RIVERSIDE – The village of Riverside is a step closer to implementing eight improvement projects to the town’s sewer system. The board discussed the improvement projects at their meeting Thursday, which are aimed at increasing performance, reducing the frequency of flooding and separating sanitary and storm combined sewer systems.
Sanitary sewers drain sewage from houses while storm sewers drain excess rain and groundwater from streets.
Orion Galey, senior project manager for Christopher B. Burke Engineering, said these improvement projects stem from the company’s comprehensive sewer study, which focused on examining the limitations of Riverside’s existing sewer systems. The study, which began in July, was conducted after the village received complaints from residents about floods and basement backups.
The main flooding issue facing the village is caused by sanitary backup in the combined sewer systems, the study concluded.
Riverside has four major sewer systems, which are the Maplewood, Longcommon, East Combined and Central Combined watersheds. The minor sewer systems are the Railroad, Scottswood and Olmstead watersheds.
If the board approves the eight projects, which range from $64,000 to $2.8 million, Riverside can implement the improvements throughout the next 10 years.

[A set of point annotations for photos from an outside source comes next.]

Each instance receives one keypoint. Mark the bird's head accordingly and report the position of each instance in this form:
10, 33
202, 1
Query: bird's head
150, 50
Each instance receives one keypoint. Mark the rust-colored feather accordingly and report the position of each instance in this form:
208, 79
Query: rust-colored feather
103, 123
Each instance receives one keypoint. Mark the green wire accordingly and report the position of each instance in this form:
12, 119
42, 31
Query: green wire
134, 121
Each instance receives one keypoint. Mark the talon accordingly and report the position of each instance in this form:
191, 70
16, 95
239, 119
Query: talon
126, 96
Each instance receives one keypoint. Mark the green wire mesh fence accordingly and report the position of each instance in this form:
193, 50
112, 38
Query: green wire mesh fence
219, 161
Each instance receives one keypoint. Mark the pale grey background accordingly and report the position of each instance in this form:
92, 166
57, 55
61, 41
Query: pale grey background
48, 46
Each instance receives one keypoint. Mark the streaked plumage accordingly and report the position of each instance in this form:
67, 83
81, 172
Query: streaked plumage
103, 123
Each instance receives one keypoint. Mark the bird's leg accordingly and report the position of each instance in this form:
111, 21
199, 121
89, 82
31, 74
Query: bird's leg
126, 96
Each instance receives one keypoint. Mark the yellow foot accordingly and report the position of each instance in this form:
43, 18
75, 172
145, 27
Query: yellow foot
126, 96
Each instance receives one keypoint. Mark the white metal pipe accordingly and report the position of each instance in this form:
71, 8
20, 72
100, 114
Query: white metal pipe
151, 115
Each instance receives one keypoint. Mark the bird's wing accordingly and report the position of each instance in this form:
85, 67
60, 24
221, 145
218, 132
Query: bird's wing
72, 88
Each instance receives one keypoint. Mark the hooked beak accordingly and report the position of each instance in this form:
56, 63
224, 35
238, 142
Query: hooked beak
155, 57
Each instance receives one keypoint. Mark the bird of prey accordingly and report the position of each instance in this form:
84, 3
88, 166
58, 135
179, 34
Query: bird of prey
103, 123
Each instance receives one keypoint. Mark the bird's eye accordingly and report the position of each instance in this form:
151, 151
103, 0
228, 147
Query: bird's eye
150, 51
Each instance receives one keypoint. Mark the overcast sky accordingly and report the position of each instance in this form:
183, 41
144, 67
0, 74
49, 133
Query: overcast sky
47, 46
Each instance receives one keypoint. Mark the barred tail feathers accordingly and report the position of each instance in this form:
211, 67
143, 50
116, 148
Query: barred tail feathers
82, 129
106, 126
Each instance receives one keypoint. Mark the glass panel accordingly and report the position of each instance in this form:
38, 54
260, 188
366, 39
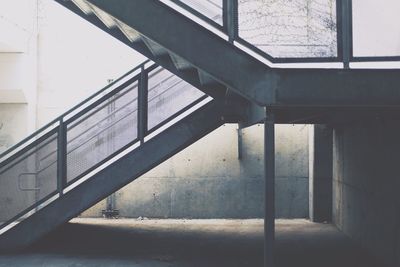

The projects include the Railroad Watershed Proposed Outlet, Scottswood Sewer Separation Plan, Maplewood Watershed Proposed Relief Sewer, Longcommon Sewer Separation and Storage Vault Plan, Nuttall Sewer Separation Plan, Rear Yard Storm Sewer Connections, Olmsted Watershed Improvement Plan and the Olmstead Sewer Separation Plan.
Galey said the next step is to meet with village board members to discuss a five to 10 year capital improvement plan.
“It all depends on how much funding Riverside can get to complete these projects,” Galey said. “Once we know how much money the village has, then we can come up with a year-by-year plan.”
Galey said both Riverside and Christopher B. Burke Engineering will approach the Metropolitan Water Reclamation District of Greater Chicago, an agency that protects businesses and homes from flood damage, to see if funding is available.
He added they’ll also look for grants from other agencies.